Saturday, November 4, 2017

No. 1 With A Bullet #1 Review


Bullet the Blue Sky

Written by: Jacob Semahn
Art by: Jorge Corona
Colors: Jen Hickman
Publisher: Image Comics
Reviewed by: Andrew McAvoy 


Sometimes comic books just capture the zeitgeist. Everything about No.1 With a Bullet appears on the crest of a cultural wave. Jorge Corona's modern style, Jen Hickman's colorful palette and Steve Wand's design layout, just grab you by the lapels and drag you into this contemporary book, while Semahn's story challenges readers, as well as the technological environment we inhabit. With a cover page and title that just beg you to read, lets see what makes this so special.





I must confess to being fascinated by the ideas in this book. The premise centres around Nash Huang a social media junkie who has obtained low level celeb status as assistant to Jad Davies. They work on spearheading the iRis Shutter contact lens as it hits the market. The latest leap forward in “technological progress,” these contacts are the must have technological accessory to get your hands on.


The book tackles the technological and moral questions of our time, using the concept of celebrity to show how a blend of social media access and interaction, and use of augmented reality can be used to profile, manipulate, and ultimately expose us. As one of the text boxes in the early pages tells us, these days, "privacy means fuck all when there's something juicy in the end".

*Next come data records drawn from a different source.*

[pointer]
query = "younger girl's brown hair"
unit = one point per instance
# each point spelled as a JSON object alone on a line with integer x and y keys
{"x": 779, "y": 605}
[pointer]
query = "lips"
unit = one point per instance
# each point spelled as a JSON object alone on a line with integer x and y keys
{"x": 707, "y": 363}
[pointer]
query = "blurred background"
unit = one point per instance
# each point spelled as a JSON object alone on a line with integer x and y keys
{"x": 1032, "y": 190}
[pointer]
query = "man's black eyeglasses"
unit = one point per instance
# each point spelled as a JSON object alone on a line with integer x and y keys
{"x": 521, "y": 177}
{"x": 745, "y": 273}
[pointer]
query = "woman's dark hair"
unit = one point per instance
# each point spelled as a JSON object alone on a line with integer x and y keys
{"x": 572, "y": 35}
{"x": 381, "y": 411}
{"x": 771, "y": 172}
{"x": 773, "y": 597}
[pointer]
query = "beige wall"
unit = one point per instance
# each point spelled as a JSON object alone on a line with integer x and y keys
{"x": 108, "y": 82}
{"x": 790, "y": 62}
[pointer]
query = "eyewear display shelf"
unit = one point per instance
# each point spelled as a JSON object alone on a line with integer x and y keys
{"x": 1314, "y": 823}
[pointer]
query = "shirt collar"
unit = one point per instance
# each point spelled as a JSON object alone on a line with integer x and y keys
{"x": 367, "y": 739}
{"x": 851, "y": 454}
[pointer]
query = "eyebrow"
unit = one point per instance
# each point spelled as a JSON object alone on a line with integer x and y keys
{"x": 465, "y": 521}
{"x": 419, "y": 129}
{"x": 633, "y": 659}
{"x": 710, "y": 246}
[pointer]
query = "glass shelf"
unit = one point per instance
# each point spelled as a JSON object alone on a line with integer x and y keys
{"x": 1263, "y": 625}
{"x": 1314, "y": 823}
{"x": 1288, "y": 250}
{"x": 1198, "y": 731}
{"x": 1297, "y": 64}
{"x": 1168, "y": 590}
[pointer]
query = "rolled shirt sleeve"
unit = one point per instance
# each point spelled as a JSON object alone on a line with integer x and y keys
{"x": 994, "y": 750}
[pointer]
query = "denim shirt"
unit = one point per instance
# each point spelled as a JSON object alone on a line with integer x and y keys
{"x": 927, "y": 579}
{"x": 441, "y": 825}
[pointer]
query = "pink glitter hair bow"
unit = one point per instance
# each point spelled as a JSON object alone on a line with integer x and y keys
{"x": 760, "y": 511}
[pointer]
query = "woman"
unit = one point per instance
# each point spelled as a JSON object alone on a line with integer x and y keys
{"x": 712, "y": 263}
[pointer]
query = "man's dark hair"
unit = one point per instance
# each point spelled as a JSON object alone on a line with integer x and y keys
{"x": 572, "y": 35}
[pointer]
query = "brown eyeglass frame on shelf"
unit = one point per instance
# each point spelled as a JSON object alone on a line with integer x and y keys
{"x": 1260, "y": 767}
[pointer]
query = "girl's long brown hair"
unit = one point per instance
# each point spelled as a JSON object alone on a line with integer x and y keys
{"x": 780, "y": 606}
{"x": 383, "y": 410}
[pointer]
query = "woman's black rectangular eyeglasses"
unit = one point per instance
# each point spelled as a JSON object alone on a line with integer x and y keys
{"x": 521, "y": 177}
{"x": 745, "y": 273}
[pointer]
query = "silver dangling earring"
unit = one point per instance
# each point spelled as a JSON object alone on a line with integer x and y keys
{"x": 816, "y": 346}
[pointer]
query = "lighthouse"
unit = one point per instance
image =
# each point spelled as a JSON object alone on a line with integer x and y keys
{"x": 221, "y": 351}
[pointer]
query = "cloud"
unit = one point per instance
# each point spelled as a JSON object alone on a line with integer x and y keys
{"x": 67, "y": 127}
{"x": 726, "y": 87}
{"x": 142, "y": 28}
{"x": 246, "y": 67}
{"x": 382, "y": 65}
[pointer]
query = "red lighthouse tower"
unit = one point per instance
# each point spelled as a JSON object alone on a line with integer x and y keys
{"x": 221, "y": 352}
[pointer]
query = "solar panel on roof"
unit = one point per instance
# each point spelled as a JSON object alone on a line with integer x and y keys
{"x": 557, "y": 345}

The twist with this book is that the iRis contact lenses allow the user to, in the words of Jad Davies, not only "record, replay, and relieve...but now recreate reality". And there's the rub; the mixture of recording and recreating form the basis of this first issue, and leave us thinking about debates around the recent i-cloud hacking, as well as touching on some of the issues (considered in another great contemporary comic Infinite Loop: Nothing but the Truth) around the increasing competition between the virtual world and the real world (and who could blame people for wanting to escape the real world). Add in the iRis contact lenses ability to record what you see, and you have the perfect blend for a study of the perils of technology and the challenges it poses.

Bits and Pieces:

The cliffhanger of this issue handles some big themes around the increasingly dominant role in technology and blends them together with a witty plot and characters, some very stylish artwork, and a beautiful layout. You can keep your virtual reality contact lenses; I'm happy to escape to my comic books when they are this good.